Les histoires de ce petit livre paru pour la première fois en 1998 chez Actes Sud :
Dans Le réfectoire un soir et une piscine sous la pluie, une jeune femme s’installe dans une petite maison et s’apprête à l’aménager avant de se marier. Un soir, un homme et son fils frappent à sa porte. « Vous ne souffrez pas de détresse ? » De cette question insolite naîtra une relation platonique, déconcertante entre l’héroïne et le père et son fils. Observant un réfectoire à l’heure du nettoyage, les deux adultes discuteront de l’étrange relation entre les réfectoires le soir et les piscines sous la pluie.
Dans Un Thé qui ne refroidit pas, l’héroïne retrouve un camarade de classe suite au décès brutal d’un troisième ancien élève (mort noyé dans sa voiture après un plongeon dans les eaux glacées du port).

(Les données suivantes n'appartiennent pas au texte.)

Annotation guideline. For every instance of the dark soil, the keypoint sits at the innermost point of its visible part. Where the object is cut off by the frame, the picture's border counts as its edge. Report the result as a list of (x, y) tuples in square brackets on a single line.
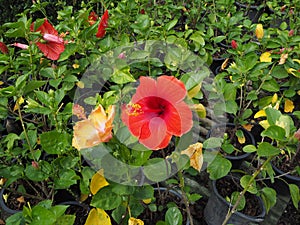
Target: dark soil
[(227, 186), (80, 211), (17, 198), (290, 216)]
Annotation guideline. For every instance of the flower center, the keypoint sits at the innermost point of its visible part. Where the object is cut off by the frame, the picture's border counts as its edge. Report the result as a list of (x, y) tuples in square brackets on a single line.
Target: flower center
[(134, 109)]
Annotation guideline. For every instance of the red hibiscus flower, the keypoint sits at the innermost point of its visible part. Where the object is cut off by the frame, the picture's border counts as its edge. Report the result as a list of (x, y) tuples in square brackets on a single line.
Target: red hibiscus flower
[(157, 111), (103, 25), (3, 48), (93, 17), (51, 44)]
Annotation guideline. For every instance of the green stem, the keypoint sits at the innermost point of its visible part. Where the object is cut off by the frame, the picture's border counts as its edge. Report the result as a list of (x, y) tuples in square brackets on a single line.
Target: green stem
[(186, 202), (256, 173)]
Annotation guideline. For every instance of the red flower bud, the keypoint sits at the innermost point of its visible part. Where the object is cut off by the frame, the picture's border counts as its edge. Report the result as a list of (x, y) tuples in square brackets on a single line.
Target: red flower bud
[(35, 164), (234, 44)]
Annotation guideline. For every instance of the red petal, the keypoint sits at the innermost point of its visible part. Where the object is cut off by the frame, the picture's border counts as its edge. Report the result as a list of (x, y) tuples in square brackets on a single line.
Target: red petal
[(171, 89), (3, 48), (102, 25), (51, 50)]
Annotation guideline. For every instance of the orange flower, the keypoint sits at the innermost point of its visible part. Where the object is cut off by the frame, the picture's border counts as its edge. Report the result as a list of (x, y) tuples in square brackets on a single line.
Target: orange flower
[(94, 130)]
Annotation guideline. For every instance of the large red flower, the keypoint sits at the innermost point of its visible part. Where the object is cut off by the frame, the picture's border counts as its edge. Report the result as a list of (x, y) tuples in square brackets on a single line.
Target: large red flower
[(102, 25), (51, 44), (157, 111)]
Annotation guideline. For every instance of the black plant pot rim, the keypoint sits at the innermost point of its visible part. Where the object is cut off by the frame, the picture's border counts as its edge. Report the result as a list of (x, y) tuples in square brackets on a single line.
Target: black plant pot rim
[(259, 218), (291, 177), (4, 206), (251, 137), (174, 192)]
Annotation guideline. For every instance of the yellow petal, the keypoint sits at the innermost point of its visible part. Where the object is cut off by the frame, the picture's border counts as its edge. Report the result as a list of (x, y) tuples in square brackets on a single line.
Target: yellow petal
[(288, 106), (134, 221), (19, 102), (264, 123), (98, 217), (260, 113), (265, 57), (98, 181), (259, 31), (274, 98), (194, 91), (194, 151)]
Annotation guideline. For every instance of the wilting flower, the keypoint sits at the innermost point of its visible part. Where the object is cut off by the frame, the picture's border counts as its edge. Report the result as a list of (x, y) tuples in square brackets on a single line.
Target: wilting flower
[(51, 44), (95, 129), (3, 48), (157, 111), (93, 17), (194, 152), (20, 45), (259, 31), (234, 44), (103, 25)]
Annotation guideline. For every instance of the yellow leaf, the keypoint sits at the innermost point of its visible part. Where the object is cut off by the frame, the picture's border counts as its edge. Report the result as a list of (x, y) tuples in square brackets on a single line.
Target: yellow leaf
[(265, 57), (248, 126), (134, 221), (147, 201), (98, 217), (288, 106), (80, 84), (264, 123), (259, 31), (200, 109), (194, 151), (260, 113), (98, 181), (19, 102), (194, 91), (274, 98)]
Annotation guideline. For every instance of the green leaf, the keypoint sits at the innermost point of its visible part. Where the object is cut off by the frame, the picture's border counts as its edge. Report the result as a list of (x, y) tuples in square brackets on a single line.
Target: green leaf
[(269, 197), (233, 199), (271, 86), (294, 190), (106, 199), (54, 142), (266, 149), (245, 181), (249, 148), (212, 142), (219, 167), (173, 216), (274, 132), (122, 76)]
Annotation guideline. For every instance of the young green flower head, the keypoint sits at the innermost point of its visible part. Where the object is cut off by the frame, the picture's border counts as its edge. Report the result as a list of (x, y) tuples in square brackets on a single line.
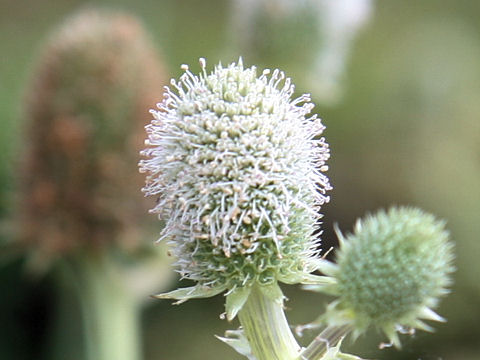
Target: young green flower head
[(237, 167), (390, 272)]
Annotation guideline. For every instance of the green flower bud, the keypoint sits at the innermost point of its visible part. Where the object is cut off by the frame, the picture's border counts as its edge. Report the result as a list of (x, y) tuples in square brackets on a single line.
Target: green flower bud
[(85, 115), (390, 272), (237, 168)]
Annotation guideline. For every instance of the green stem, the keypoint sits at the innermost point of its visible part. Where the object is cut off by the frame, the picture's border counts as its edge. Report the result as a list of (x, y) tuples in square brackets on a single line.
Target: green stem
[(327, 339), (109, 311), (266, 328)]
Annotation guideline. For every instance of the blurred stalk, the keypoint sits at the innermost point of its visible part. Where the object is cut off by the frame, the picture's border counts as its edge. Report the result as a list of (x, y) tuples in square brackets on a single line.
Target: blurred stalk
[(110, 312)]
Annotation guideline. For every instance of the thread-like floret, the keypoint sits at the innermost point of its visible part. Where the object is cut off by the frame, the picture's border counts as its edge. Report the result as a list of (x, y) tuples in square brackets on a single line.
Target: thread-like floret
[(391, 271), (237, 167)]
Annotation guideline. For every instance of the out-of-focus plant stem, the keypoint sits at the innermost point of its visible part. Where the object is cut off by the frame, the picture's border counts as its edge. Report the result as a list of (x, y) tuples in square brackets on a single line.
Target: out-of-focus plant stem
[(109, 311)]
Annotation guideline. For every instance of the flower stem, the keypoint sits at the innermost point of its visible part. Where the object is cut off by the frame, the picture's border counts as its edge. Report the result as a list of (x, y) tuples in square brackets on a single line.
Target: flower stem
[(327, 339), (266, 328), (109, 311)]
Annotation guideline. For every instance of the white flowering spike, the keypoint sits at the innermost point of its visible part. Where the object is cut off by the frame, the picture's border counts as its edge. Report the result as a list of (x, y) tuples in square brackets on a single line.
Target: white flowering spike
[(237, 167)]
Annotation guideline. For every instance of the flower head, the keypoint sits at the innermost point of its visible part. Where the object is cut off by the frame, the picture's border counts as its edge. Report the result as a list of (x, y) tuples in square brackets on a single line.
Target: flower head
[(237, 167), (390, 272), (85, 115)]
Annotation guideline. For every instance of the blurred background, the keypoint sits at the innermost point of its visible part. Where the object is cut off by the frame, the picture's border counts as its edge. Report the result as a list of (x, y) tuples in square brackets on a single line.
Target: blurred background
[(397, 83)]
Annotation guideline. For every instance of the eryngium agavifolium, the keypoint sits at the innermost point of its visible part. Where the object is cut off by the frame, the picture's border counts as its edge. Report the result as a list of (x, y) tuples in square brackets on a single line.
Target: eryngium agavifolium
[(237, 167), (390, 272)]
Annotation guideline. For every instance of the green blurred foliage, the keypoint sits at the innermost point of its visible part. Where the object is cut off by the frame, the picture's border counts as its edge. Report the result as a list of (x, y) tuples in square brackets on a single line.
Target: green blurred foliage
[(406, 132)]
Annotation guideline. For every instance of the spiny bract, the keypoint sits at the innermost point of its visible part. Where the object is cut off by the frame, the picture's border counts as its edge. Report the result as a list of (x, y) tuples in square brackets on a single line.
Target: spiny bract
[(391, 271), (237, 168)]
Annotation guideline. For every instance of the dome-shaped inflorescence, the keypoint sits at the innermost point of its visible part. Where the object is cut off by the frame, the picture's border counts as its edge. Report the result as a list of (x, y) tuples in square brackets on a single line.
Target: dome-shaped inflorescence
[(237, 167), (85, 113), (391, 271)]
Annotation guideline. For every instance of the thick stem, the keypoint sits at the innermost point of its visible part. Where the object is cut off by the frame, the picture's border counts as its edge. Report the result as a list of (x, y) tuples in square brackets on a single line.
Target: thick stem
[(109, 311), (327, 339), (267, 329)]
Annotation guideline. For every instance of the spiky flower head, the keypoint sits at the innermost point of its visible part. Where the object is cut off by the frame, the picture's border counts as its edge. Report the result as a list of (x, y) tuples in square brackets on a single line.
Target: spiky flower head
[(237, 167), (85, 113), (390, 272)]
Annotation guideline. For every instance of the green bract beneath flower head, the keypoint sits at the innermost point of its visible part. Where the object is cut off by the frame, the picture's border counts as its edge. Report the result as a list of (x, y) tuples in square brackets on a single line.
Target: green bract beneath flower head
[(237, 167), (391, 271)]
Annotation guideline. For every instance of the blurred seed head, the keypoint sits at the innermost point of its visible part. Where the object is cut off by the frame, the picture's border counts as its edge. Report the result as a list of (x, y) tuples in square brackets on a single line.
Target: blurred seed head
[(310, 37), (85, 110), (237, 167), (390, 272)]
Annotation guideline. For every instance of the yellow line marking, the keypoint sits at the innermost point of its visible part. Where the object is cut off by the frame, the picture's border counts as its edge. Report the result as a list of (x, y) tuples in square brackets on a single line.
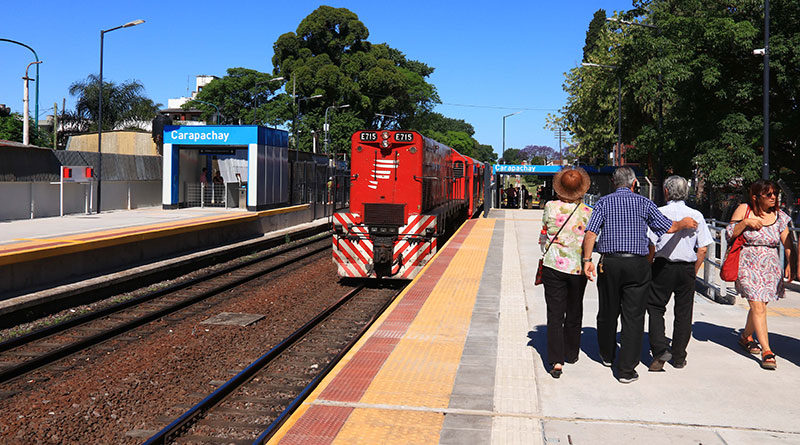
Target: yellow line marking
[(113, 237), (293, 419), (371, 426), (50, 240)]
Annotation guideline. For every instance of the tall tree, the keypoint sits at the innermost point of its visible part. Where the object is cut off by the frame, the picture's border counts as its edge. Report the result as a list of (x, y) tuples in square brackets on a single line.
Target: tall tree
[(329, 55), (691, 89), (124, 105), (243, 97), (594, 34)]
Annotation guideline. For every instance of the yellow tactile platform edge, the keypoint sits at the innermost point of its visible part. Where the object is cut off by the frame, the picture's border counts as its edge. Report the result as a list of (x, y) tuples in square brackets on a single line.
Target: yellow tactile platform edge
[(426, 425), (112, 238)]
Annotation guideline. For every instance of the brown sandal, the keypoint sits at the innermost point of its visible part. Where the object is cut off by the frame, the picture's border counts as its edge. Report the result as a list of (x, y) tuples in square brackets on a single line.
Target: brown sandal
[(749, 344), (768, 360)]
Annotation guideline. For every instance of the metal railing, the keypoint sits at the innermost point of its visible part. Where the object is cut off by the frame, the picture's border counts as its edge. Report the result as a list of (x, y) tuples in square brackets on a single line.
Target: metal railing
[(207, 195), (717, 289)]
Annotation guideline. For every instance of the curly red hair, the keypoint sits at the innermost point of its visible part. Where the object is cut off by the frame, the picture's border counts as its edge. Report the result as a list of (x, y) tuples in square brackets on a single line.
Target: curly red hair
[(757, 189)]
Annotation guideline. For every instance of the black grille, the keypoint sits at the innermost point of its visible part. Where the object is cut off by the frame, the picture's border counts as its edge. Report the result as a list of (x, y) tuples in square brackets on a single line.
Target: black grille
[(384, 214)]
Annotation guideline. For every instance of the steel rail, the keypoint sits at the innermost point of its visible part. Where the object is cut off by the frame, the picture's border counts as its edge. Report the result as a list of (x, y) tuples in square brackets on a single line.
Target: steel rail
[(52, 356), (187, 419), (77, 321), (295, 403)]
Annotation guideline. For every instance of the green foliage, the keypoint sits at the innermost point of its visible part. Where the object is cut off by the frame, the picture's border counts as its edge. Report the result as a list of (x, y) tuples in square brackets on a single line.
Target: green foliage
[(243, 97), (698, 72), (485, 153), (593, 35), (124, 105), (329, 55)]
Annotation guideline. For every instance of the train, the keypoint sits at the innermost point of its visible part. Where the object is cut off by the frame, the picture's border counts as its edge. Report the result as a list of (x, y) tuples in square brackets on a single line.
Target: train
[(407, 193)]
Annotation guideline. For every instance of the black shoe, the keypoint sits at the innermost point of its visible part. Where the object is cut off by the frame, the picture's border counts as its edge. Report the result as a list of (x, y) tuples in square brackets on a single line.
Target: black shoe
[(658, 362), (628, 378)]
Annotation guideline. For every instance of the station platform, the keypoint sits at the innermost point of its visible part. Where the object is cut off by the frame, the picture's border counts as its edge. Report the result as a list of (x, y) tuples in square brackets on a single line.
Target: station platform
[(38, 257), (459, 358)]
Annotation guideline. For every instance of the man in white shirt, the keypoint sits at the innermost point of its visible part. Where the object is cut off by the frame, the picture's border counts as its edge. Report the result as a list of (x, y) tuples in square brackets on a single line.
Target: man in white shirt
[(678, 256)]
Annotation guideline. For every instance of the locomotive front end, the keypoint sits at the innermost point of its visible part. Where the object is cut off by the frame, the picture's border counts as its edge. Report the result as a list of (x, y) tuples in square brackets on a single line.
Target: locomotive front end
[(385, 234)]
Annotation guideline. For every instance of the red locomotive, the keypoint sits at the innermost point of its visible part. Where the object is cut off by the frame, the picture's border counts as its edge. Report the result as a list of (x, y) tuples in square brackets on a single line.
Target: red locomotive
[(406, 192)]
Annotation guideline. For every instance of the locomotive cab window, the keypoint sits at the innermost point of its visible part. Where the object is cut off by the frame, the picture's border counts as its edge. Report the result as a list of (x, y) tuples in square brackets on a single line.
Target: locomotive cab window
[(458, 169)]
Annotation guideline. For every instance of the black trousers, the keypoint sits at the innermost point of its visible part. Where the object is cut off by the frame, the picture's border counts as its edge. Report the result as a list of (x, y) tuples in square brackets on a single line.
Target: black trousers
[(669, 278), (563, 294), (623, 288)]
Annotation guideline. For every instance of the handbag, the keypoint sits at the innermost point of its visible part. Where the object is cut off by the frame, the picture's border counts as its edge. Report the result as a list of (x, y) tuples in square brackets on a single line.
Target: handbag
[(730, 265), (539, 270)]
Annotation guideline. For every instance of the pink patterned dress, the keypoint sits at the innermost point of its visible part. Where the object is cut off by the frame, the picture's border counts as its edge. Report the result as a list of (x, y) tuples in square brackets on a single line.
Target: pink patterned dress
[(760, 269)]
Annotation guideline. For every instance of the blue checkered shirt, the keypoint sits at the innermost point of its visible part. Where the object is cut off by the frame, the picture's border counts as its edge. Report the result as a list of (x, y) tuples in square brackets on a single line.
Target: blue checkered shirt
[(622, 218)]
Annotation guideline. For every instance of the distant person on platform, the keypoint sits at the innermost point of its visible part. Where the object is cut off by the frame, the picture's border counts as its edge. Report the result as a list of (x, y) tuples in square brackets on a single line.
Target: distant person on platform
[(218, 178), (678, 257), (622, 218)]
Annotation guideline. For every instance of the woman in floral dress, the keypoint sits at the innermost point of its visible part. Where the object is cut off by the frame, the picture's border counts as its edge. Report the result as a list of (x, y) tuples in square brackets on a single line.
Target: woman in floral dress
[(760, 279), (562, 275)]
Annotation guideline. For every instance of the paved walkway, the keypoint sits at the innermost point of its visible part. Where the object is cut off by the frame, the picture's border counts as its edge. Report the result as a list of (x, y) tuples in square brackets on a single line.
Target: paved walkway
[(432, 371), (721, 397)]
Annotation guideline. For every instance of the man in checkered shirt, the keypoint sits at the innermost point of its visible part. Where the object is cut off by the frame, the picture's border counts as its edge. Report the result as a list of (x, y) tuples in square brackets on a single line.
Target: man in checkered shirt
[(622, 218)]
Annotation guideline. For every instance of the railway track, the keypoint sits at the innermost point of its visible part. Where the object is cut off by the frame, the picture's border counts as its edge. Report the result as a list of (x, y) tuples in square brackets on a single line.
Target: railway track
[(252, 405), (45, 346)]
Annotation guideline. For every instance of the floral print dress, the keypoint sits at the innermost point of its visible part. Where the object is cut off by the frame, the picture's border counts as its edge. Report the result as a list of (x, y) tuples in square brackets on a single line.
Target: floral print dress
[(565, 252), (760, 269)]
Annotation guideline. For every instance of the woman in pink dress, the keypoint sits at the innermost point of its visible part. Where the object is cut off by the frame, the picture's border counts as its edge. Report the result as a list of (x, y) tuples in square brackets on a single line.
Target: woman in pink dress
[(760, 279)]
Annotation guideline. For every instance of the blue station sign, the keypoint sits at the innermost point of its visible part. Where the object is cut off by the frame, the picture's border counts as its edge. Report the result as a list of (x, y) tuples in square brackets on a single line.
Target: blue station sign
[(210, 135), (526, 169)]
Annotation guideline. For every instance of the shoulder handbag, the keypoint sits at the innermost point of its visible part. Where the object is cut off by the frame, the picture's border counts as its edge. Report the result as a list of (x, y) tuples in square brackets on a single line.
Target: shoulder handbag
[(730, 266), (541, 260)]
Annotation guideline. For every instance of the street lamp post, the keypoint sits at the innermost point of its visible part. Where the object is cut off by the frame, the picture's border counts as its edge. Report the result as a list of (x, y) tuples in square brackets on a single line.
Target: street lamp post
[(100, 108), (325, 127), (619, 111), (26, 107), (296, 112), (37, 61), (659, 191), (765, 167), (209, 103), (274, 79)]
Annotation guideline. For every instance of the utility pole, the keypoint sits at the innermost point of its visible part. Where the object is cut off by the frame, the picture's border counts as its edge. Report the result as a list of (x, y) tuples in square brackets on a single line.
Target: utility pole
[(26, 105), (55, 125)]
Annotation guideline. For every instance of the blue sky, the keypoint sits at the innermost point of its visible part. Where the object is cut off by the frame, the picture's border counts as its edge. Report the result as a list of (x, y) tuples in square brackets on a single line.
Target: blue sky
[(491, 58)]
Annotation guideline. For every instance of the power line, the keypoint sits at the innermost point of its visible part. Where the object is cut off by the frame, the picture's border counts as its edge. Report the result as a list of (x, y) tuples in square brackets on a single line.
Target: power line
[(498, 107)]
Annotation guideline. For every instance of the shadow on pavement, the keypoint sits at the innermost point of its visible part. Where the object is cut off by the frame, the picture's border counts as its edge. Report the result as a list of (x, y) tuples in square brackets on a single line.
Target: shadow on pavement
[(538, 341), (787, 348)]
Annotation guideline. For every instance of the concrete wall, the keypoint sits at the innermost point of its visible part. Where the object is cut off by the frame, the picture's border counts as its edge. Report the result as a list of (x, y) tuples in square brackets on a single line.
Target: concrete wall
[(24, 200), (120, 142), (25, 276)]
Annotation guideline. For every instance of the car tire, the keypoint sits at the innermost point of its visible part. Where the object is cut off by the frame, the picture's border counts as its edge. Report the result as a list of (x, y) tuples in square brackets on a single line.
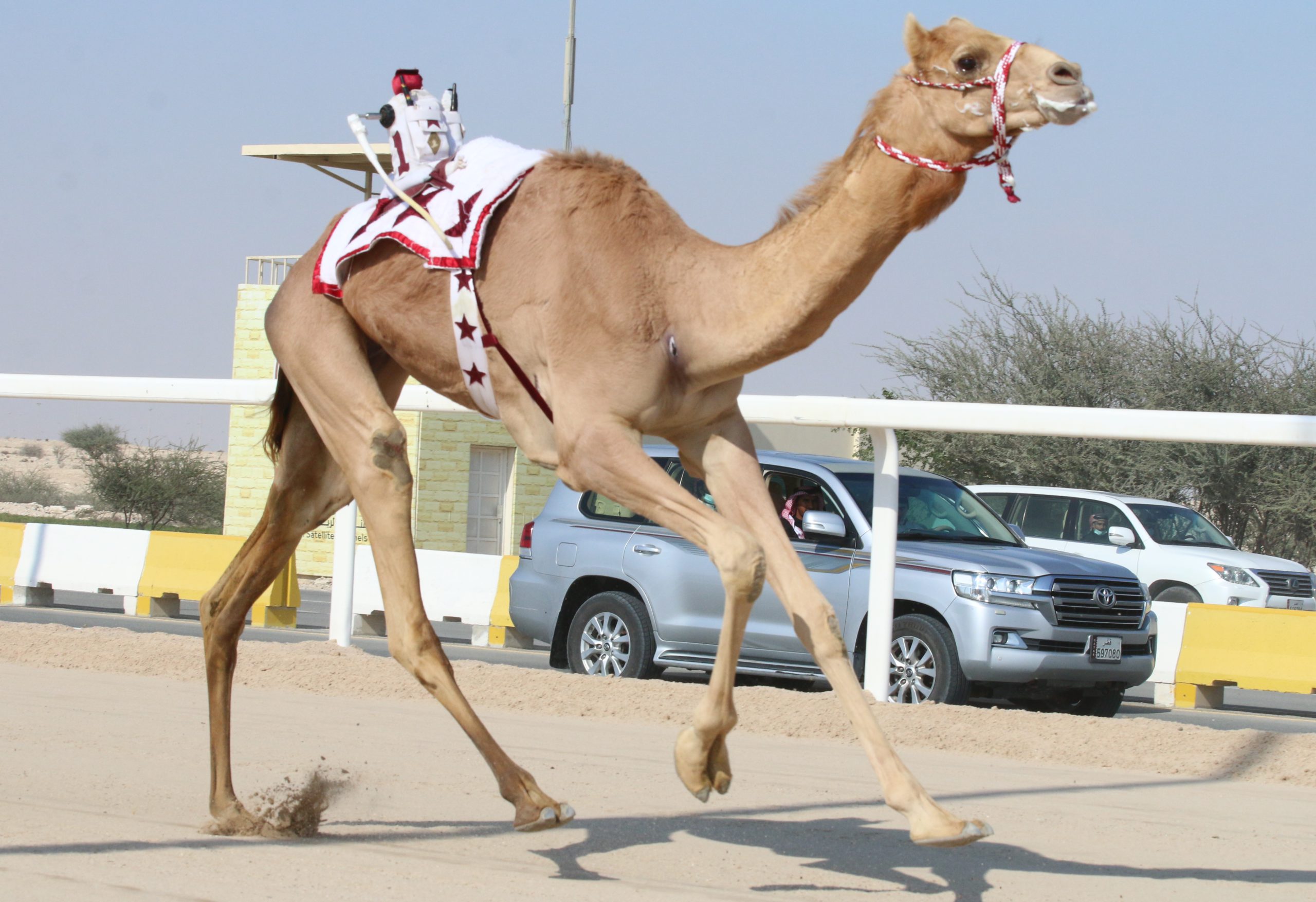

Les deux survivants décident de se revoir. S’enchaînent alors les visites au domicile de l’ancien camarade et de son épouse, incroyablement belle. D’où la fascination de l’héroïne qui se sent irrésistiblement attirée par l’harmonie et le bonheur tranquille qui règnent sans partage sur ce foyer.
Voilà deux histoires dans la veine d’Ogawa, avec ce style et cette élégance inimitables qui la caractérisent. Les deux textes sont eux-mêmes terriblement typiques de cet auteur : une narratrice à qui l’on pourrait donner entre 15 et 40 ans, des hommes fantomatiques (un futur mari qui apparaît au détour d’un paragraphe pour faire quelques travaux ; un compagnon irritant essentiellement présent par les notes qu’il laisse le soir sur une ardoise). Et des sujets bizarres accompagnant une histoire presque inexistante.
Est-il encore besoin de faire la critique d’un récit de Yoko Ogawa? Invariablement, les mots s’enchaînent avec une facilité navrante tant elle est prévisible.
L’écriture d’Ogawa est d’une subtilité désarmante, ses récits ont un charme désuet dont je ne me lasse pas. Il ne se passe souvent rien ou pas grand-chose. Encore une fois je savais à l’avance comment tout cela allait se terminer. Ou plutôt, « s’inachever » dans un dernier écho de pluie, un dernier souffle, un soupir. Rien de plus. Car Ogawa n’a pas besoin d’écrire des romans ou des nouvelles à l’histoire très structurée, avec un départ, un cheminement plus ou moins tortueux et une chute de rideau sans appel. Peu importe l’issue du récit, l’évolution des relations des uns et des autres. S’il y a mouvement, c’est dans l’incroyable poésie de l’écriture, le flot des mots qui s’égouttent tranquillement, bercent et forment peu à peu une palette de couleurs dont les pastels, les demi-tons et les non-dits font toute la beauté. Présentées avec beaucoup de simplicité, les histoires étranges, parfois malsaines de Yoko Ogawa acquièrent une certaine normalité, peut-être déconcertante, voire dérangeante.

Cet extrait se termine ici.